Caring for the Dying
An excerpt from my untitled poem about my hospice experience:
You are dying
But you are still living
Que sera sera
All this time, we lived parallel lives. But for the past 8 months, our lives intersected every Saturday. Since the start of the Pre-med Hospice Program, I have visited one patient. She is 98 years young and a Main Line native. Listening, laughing, dancing, and crying, we spent every week sharing stories and listening to Frank Sinatra, Elvis, Louis Armstrong, and Nat King Cole.
I remember during the interview, my first question to the hospice coordinator was something along the lines of, “What percentage of hospice patients die during visits?” Then, I was taught that the likelihood of my patient dying during one of the hour visits every week was not very likely. I worried about my patient dying. If my patient died, I would have failed as a volunteer. Looking back now, I am not 100% sure why I felt that way. It might have to do with my background experience with medicine. I went to a high school that allowed me to focus on health professions, but never learned about hospice care. The only time I’ve ever heard of hospice care was when my great grandfather was placed in a hospice center. Therefore, I thought of hospice as institutions for people who were very close to death and were bed ridden.
My assigned patient was the exception to the “rule”. She has been in the facility for over 3 years. Right away, I noticed she was alert, lucid and talkative. I was expecting a person who was in really bad condition, someone opposite of my patient. And some of my peers from the hospice program did have such patients, which made me realize how wide ranging the term “hospice” really is. It also made me realize how narrow minded I was. Being a graduating senior, I was so focused on my last year of college that I never made time for people outside of the school environment. Volunteering with this program helped me get out of my own world and enter into a different space, while holding space for people I was not necessarily close to. Sometimes I would walk into the building stressed out about school and all my upcoming essays and exams, but my patient would always find a way to get me out of my own head. She helped me realize how big the world is and brought me down from the clouds.
You are dying. My comfort and understanding of death and dying has changed completely. Volunteering with a hospice patient in a living center with other hospice patients pushed me to break down my own thinking about death. Deciding to enter into hospice care is just as meaningful, if not more, than deciding to go under rigorous treatment for a disease. As an aspiring healthcare provider, it is important to me to not hold a bias against those who chose not to get treated for health conditions. It’s okay to choose hospice care. It doesn’t mean giving up, it means choosing what’s best for that particular person.

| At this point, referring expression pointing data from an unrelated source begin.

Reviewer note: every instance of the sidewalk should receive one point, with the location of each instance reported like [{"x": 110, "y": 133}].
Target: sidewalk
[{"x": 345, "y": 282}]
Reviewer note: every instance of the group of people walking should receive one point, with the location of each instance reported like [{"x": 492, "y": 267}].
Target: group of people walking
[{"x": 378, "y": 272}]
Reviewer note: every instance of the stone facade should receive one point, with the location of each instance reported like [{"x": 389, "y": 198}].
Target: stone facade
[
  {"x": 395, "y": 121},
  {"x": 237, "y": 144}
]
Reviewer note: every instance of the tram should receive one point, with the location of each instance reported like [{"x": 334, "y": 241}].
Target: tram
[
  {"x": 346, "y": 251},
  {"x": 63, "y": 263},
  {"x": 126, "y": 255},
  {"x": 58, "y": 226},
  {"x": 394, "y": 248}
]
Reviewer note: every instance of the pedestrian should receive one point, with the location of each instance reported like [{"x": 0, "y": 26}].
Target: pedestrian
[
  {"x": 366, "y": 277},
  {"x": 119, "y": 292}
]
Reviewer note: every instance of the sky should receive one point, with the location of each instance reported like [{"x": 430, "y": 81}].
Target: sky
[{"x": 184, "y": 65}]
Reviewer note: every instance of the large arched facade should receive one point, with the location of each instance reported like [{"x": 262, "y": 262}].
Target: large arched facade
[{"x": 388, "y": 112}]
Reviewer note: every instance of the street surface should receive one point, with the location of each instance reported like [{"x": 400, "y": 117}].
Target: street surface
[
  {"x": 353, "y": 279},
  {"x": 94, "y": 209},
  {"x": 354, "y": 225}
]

But you are still living. For hospice patients, doctors can sometimes be so focused on the fact that their patient is so close to death that they forget their patients are human too. Another lesson the volunteering experience has taught me is how to listen better. As I would sit by her side, I listened to her talk about her family, her friends, her experiences, and her pain. The pain that she feels from her disease is real and there is no one way to treat it. Treatment can be much more than machines and surgeries. Part of my patient’s treatment, I would say, are the visits from her volunteers. During my visits, I never wanted her to feel like I wanted something from her: I didn’t want to check on her vitals or her condition … I wanted to check up on her, as a person. Caring for someone who is dying means so much more than drug treatments and keeping them alive. It’s making sure they live a good life.
Thinking about how I’ve grown during the course of my hospice experience, I am now much more comfortable talking about and accepting death. End of life care can look like many different things for different people, and it is not my place to judge what people decide. But it is my place to accept and support regardless of what people choose.